10.2. U.S. Government End-Users
The Licensed Software (i) was developed exclusively at private expense; (ii) is a trade secret of Mitel Networks for all purposes of the Freedom of Information Act; (iii) is "commercial computer software" subject to limited utilization (Restricted Rights); and (iv) including all copies of the Licensed Software, in all respects is and shall remain proprietary to Mitel Networks or its licensors. Use, duplication or disclosure by the U.S. Government or any person or entity acting on its behalf is subject to restrictions for software developed exclusively at private expense as set forth in: (i) for the DoD, the Rights in Technical Data and Computer Software clause at DFARS 252.227-7013 and/or 252.227.7014 or any successor clause, and (ii) for all government agencies, the Commercial Computer Software - Restricted Rights clause at FAR 52.227-19 or any successor clause. The U.S. Government must refrain from changing or removing any insignia or lettering from the Licensed Software or from producing copies of the Licensed Software and manuals (except one copy of the Licensed Software for backup purposes). Use of the Licensed Software shall be limited to the facility for which it is acquired. All other U.S. Government personnel using the Licensed Software are hereby on notice that use of the Licensed Software is subject to restrictions that are the same as, or similar to, those specified above. The manufacture/owner is Mitel's licensor, InGenius Software Inc.,
350 Legget Drive, Ottawa, Ontario Canada K2K
2W7
.
10.3. Notice
Any notice or communication pertaining to this Agreement shall be deemed to have been duly given by a Party hereto if served upon the other or if sent to the other by overnight delivery service or registered mail to the address shown below or to any new address previously provided or published by either Party.

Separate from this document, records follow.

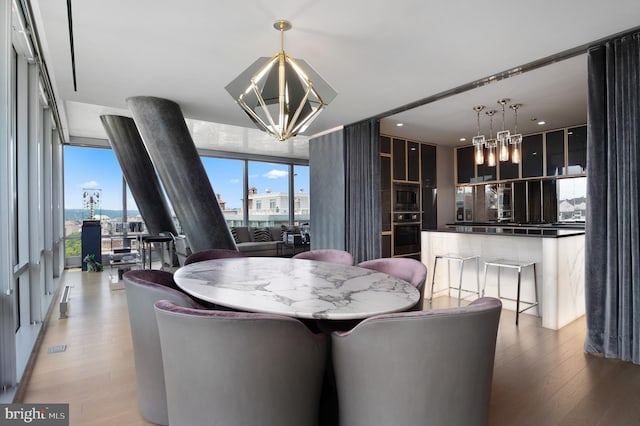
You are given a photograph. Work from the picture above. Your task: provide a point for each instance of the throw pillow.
(234, 233)
(261, 235)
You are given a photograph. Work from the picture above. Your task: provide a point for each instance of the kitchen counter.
(511, 230)
(558, 254)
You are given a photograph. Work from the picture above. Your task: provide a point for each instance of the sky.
(94, 168)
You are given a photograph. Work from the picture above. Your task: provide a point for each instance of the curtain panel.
(613, 192)
(363, 215)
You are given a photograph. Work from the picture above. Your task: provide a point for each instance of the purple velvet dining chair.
(404, 268)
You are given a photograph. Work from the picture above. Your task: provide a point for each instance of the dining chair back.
(240, 368)
(428, 367)
(327, 255)
(212, 254)
(144, 287)
(411, 270)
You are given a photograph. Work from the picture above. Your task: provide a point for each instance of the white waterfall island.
(558, 254)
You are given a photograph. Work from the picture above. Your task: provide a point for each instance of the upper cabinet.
(466, 169)
(532, 156)
(399, 159)
(555, 153)
(577, 150)
(406, 160)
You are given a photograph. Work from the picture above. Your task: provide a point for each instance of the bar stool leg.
(518, 295)
(484, 286)
(460, 281)
(535, 289)
(478, 277)
(433, 277)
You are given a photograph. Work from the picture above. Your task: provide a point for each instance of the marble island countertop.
(546, 231)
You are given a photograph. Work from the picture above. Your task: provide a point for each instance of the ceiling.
(377, 56)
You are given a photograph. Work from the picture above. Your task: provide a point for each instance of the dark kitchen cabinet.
(532, 156)
(399, 159)
(577, 150)
(428, 165)
(385, 145)
(555, 153)
(413, 161)
(465, 165)
(385, 192)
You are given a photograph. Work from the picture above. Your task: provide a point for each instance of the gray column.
(139, 173)
(173, 152)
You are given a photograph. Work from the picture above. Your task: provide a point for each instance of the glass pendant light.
(503, 137)
(478, 141)
(491, 143)
(516, 138)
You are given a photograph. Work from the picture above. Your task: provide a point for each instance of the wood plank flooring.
(541, 377)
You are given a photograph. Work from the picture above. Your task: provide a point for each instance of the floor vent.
(64, 301)
(57, 348)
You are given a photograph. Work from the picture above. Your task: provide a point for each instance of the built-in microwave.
(406, 197)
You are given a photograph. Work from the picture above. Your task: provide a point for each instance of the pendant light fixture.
(478, 141)
(491, 143)
(282, 96)
(516, 138)
(503, 136)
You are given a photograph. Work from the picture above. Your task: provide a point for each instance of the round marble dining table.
(296, 287)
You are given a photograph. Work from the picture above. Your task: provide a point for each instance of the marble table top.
(296, 287)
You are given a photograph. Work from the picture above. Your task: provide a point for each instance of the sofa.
(261, 241)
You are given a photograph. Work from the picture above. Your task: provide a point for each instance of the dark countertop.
(513, 231)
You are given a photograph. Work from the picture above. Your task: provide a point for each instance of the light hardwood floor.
(541, 377)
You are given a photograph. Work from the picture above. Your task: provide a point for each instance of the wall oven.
(406, 197)
(406, 238)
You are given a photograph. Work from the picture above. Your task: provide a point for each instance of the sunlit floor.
(541, 377)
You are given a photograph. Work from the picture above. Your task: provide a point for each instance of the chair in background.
(404, 268)
(428, 367)
(182, 248)
(144, 287)
(240, 368)
(212, 254)
(327, 255)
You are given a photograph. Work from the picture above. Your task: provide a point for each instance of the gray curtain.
(363, 215)
(613, 193)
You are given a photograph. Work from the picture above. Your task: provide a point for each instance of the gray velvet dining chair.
(240, 368)
(327, 255)
(144, 287)
(211, 254)
(418, 368)
(404, 268)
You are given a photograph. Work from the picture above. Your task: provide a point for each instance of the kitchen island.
(557, 252)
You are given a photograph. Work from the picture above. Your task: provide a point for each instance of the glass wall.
(227, 180)
(268, 194)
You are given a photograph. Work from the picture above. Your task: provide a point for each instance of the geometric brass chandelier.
(503, 141)
(282, 96)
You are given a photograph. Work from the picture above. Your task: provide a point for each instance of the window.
(268, 185)
(227, 180)
(93, 189)
(300, 194)
(572, 199)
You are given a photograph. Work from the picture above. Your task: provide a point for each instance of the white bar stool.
(517, 265)
(461, 261)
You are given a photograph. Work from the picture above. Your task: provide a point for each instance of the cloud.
(90, 184)
(276, 174)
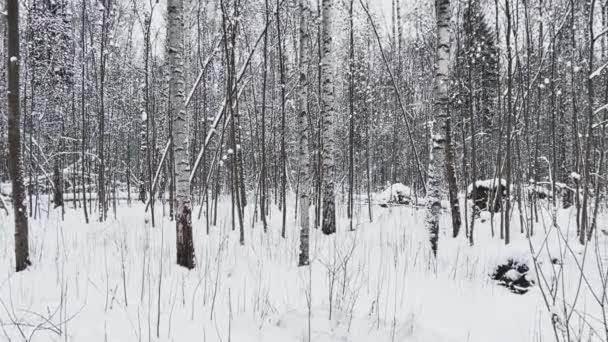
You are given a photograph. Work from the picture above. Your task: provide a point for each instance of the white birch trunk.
(303, 132)
(437, 156)
(177, 92)
(328, 107)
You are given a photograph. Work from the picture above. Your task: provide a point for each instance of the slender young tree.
(15, 162)
(328, 108)
(304, 158)
(175, 54)
(441, 99)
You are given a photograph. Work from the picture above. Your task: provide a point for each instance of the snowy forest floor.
(117, 281)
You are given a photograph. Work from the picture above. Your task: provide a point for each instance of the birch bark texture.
(15, 162)
(441, 98)
(303, 133)
(175, 53)
(328, 108)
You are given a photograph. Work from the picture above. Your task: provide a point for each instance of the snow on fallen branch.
(221, 111)
(202, 73)
(160, 166)
(598, 71)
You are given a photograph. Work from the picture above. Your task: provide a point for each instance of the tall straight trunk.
(263, 192)
(509, 123)
(450, 175)
(147, 114)
(351, 116)
(15, 161)
(303, 132)
(438, 141)
(328, 117)
(589, 142)
(175, 52)
(101, 147)
(283, 151)
(82, 112)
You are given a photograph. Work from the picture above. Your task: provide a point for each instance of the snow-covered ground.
(117, 281)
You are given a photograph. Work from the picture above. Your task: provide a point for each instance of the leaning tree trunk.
(437, 155)
(183, 213)
(303, 132)
(15, 162)
(328, 108)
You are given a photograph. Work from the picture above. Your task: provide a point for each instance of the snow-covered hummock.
(392, 193)
(487, 183)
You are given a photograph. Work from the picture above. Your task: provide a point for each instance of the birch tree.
(441, 99)
(15, 164)
(303, 132)
(175, 54)
(328, 110)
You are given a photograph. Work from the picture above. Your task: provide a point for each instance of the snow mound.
(513, 275)
(396, 193)
(487, 184)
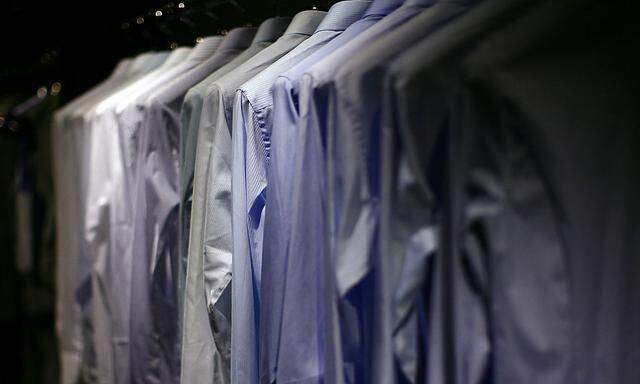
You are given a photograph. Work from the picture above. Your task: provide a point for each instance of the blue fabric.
(353, 334)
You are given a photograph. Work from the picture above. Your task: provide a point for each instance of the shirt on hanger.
(201, 360)
(355, 164)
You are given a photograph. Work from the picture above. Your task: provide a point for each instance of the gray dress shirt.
(257, 95)
(73, 151)
(218, 225)
(416, 158)
(359, 103)
(68, 310)
(153, 310)
(543, 186)
(108, 231)
(283, 163)
(162, 123)
(236, 41)
(201, 361)
(318, 104)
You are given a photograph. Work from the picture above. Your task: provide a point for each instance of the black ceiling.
(78, 43)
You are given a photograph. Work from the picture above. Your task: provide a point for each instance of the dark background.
(76, 44)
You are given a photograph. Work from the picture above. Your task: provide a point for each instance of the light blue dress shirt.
(351, 259)
(218, 246)
(274, 273)
(398, 278)
(201, 360)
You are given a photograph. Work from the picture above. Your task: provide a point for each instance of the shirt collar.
(419, 3)
(139, 62)
(122, 67)
(176, 56)
(305, 23)
(204, 49)
(343, 14)
(238, 38)
(271, 29)
(382, 7)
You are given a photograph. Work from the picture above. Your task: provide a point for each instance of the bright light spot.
(55, 88)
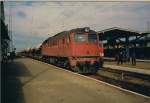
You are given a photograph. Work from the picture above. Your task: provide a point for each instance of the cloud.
(38, 19)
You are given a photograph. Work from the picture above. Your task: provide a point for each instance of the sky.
(33, 22)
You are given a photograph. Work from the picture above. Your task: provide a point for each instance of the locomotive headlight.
(87, 29)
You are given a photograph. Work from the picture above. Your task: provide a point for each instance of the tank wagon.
(78, 49)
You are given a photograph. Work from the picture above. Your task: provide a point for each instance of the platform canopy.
(116, 32)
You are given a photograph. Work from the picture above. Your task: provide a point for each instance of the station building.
(128, 41)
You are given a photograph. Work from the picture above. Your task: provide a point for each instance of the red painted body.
(65, 46)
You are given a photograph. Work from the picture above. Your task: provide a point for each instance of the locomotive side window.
(80, 38)
(92, 37)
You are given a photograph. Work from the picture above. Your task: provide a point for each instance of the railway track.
(135, 82)
(131, 81)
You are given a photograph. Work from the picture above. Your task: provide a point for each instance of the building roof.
(116, 32)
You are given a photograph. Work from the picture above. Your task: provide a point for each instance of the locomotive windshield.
(85, 38)
(81, 38)
(92, 37)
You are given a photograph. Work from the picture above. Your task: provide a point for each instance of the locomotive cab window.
(92, 37)
(81, 38)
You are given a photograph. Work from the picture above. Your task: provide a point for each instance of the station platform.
(128, 69)
(139, 65)
(29, 81)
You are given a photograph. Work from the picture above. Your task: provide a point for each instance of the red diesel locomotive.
(78, 49)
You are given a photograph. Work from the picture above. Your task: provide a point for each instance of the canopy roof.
(116, 32)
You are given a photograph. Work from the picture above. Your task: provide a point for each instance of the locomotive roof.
(77, 30)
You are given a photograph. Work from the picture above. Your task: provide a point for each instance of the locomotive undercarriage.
(80, 67)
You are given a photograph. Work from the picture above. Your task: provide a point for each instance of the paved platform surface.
(31, 81)
(139, 64)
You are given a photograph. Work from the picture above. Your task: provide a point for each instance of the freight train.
(78, 49)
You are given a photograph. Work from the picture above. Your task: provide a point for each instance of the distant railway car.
(78, 49)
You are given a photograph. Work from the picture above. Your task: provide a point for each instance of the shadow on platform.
(11, 87)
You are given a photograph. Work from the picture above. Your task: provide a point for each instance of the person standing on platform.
(133, 57)
(12, 55)
(120, 58)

Notices made to Mitel Networks under this Agreement shall be addressed to:
Mitel Networks Corp.
350 Legget Drive,
Ottawa, Ontario
Canada K2K 2W7
10.4. Waiver
Either Party's failure to exercise any of its rights under this Agreement shall not constitute or be deemed to constitute a waiver or forfeiture of such rights.
10.5. Assignment
Licensee may not assign any rights or obligations under this Agreement without the prior written consent of Mitel Networks and any attempted assignment or transfer of any of the rights, duties or obligations herein shall be void. This Agreement shall be binding upon and inure to the benefit of and be binding on the Parties, their successors and permitted assigns.

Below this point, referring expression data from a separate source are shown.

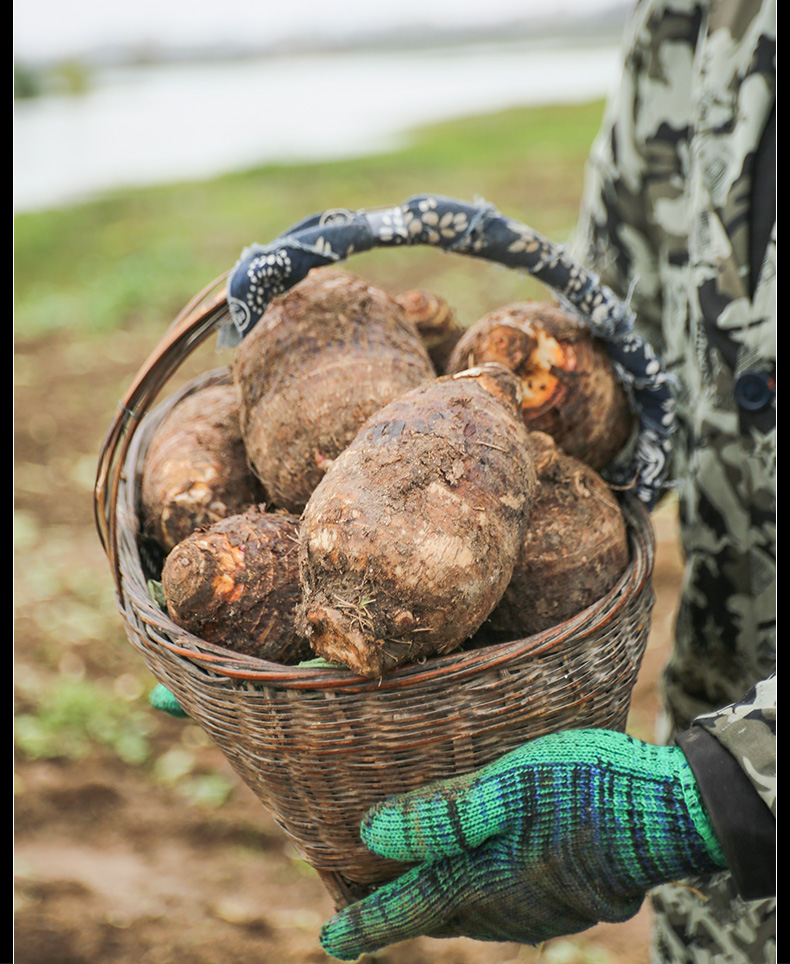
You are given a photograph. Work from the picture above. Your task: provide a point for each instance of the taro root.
(323, 357)
(574, 550)
(436, 322)
(196, 470)
(410, 539)
(236, 584)
(569, 389)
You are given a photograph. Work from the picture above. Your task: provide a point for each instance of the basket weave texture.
(319, 746)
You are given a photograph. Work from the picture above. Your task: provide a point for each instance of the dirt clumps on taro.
(324, 357)
(236, 584)
(196, 470)
(574, 549)
(410, 539)
(569, 389)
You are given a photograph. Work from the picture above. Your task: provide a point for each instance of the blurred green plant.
(72, 717)
(135, 257)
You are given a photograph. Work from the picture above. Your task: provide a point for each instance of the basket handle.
(479, 230)
(476, 229)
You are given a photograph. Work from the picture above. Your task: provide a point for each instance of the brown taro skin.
(410, 539)
(323, 357)
(575, 548)
(436, 321)
(236, 584)
(569, 389)
(195, 470)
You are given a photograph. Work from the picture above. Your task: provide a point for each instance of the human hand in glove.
(568, 830)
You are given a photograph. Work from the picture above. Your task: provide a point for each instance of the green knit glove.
(566, 831)
(160, 698)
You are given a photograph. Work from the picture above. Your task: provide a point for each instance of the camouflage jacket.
(679, 216)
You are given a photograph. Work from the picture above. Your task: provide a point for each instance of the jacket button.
(754, 390)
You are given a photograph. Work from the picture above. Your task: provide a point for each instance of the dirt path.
(117, 860)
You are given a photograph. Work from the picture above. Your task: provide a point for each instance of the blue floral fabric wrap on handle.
(479, 230)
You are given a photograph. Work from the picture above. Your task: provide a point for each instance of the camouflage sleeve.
(732, 753)
(673, 216)
(631, 227)
(747, 729)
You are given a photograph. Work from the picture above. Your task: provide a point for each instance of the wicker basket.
(318, 746)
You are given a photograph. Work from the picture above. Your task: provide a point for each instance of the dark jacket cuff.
(743, 824)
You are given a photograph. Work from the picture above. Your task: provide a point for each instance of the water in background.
(177, 122)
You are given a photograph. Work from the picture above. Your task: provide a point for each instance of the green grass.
(134, 257)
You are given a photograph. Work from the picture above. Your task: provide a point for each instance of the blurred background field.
(134, 841)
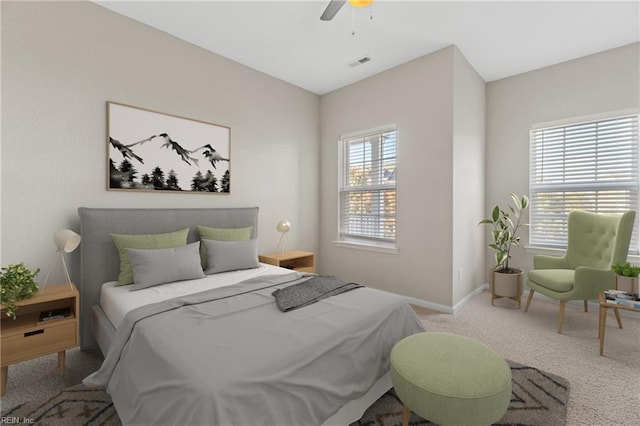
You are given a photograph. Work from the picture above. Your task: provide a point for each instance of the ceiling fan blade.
(332, 8)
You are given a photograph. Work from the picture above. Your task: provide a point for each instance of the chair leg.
(615, 310)
(405, 415)
(526, 308)
(561, 315)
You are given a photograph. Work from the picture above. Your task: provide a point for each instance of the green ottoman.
(450, 380)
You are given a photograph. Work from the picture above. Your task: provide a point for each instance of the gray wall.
(61, 62)
(607, 81)
(434, 133)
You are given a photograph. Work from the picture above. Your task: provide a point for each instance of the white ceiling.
(287, 39)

10.6. Binding on Successors
This Agreement shall be binding upon and inure to the benefit of the Parties hereto and, to the extent permitted hereunder, their respective successors and permitted assigns.

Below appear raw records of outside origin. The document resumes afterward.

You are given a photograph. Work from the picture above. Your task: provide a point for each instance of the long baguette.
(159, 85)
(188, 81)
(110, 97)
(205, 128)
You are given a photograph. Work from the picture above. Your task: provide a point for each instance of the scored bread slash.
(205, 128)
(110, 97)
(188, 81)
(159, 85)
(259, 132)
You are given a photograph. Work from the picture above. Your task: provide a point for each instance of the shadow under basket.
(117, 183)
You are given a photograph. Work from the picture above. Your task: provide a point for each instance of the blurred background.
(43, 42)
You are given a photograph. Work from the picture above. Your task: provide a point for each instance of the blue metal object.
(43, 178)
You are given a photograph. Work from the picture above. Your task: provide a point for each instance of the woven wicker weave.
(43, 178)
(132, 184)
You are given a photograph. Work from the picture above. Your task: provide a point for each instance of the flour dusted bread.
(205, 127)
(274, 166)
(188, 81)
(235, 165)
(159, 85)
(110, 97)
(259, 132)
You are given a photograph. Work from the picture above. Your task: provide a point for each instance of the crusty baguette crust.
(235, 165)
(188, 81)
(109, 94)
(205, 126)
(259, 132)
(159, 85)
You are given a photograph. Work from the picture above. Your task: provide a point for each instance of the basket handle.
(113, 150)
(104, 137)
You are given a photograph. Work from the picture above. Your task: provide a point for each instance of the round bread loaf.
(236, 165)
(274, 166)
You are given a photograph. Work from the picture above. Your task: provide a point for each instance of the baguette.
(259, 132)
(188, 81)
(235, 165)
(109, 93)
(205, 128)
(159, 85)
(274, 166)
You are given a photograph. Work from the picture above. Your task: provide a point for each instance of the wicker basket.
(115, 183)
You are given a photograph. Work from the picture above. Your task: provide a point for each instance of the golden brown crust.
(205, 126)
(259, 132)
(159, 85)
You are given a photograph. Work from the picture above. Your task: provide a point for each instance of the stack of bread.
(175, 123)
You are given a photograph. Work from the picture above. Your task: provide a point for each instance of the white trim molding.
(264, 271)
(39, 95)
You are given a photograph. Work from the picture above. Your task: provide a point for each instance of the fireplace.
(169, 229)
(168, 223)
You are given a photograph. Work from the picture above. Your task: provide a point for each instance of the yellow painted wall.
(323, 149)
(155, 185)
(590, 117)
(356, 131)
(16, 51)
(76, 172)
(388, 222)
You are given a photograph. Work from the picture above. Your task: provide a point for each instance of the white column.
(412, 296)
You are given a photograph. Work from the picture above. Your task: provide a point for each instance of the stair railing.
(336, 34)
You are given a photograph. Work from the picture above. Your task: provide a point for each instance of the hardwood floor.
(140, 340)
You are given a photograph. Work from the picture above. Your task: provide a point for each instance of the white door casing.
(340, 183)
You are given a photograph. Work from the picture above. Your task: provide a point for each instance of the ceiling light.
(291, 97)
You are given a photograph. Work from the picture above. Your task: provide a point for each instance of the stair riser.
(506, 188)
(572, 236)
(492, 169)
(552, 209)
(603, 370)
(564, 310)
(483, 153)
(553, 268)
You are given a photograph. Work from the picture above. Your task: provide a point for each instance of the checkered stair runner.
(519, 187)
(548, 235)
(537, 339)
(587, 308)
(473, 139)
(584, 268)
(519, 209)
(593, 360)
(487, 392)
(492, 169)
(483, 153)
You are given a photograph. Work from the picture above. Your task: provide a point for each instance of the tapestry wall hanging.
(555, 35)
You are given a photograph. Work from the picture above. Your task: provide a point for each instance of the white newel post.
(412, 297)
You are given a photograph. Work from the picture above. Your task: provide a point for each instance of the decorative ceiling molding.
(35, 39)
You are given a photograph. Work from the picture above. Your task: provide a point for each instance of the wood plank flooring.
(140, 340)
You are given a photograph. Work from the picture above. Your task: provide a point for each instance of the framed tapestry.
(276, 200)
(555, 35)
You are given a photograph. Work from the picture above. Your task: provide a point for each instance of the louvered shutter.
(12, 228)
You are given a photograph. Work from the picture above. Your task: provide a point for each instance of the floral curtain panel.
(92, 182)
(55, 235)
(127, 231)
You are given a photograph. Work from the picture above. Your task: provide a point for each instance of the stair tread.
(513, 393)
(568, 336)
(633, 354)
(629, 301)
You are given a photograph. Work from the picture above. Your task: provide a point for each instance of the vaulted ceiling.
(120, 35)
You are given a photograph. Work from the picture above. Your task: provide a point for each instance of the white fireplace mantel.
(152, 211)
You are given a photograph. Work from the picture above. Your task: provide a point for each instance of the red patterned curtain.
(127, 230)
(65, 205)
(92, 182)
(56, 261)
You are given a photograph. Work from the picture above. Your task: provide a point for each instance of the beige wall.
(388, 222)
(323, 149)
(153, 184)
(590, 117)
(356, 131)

Important notice: This is a license, not a sale. This END USER License Agreement is a legal contract between you (or your organization), THE LICENSEE, and Mitel Networks for the LICENSED software. By clicking on "I accept" below, Licensee shall be deemed by Mitel Networks to have irrevocably agreed to be bound by and comply with all of the terms and conditions of this Agreement. If Licensee does not agree with the terms and conditions of this Agreement, click "I reject", and do not install or use the Licensed Software. Licensee's installation or use of the Licensed Software shall be deemed by Mitel Networks to be Licensee's irrevocable consent to be bound by and comply with all of the terms of this Agreement.
If you are an employee, contractor or otherwise installing or using this Licensed Software by or on behalf of an organization or any other third party, you represent and warrant to Mitel Networks that:
A. You are of the age of majority in your jurisdiction;
B. You have all requisite capacity, right, power and authority to accept this license on behalf of such entity; and
C. Such entity shall be irrevocably bound by and shall comply with all of the terms and conditions of this Agreement.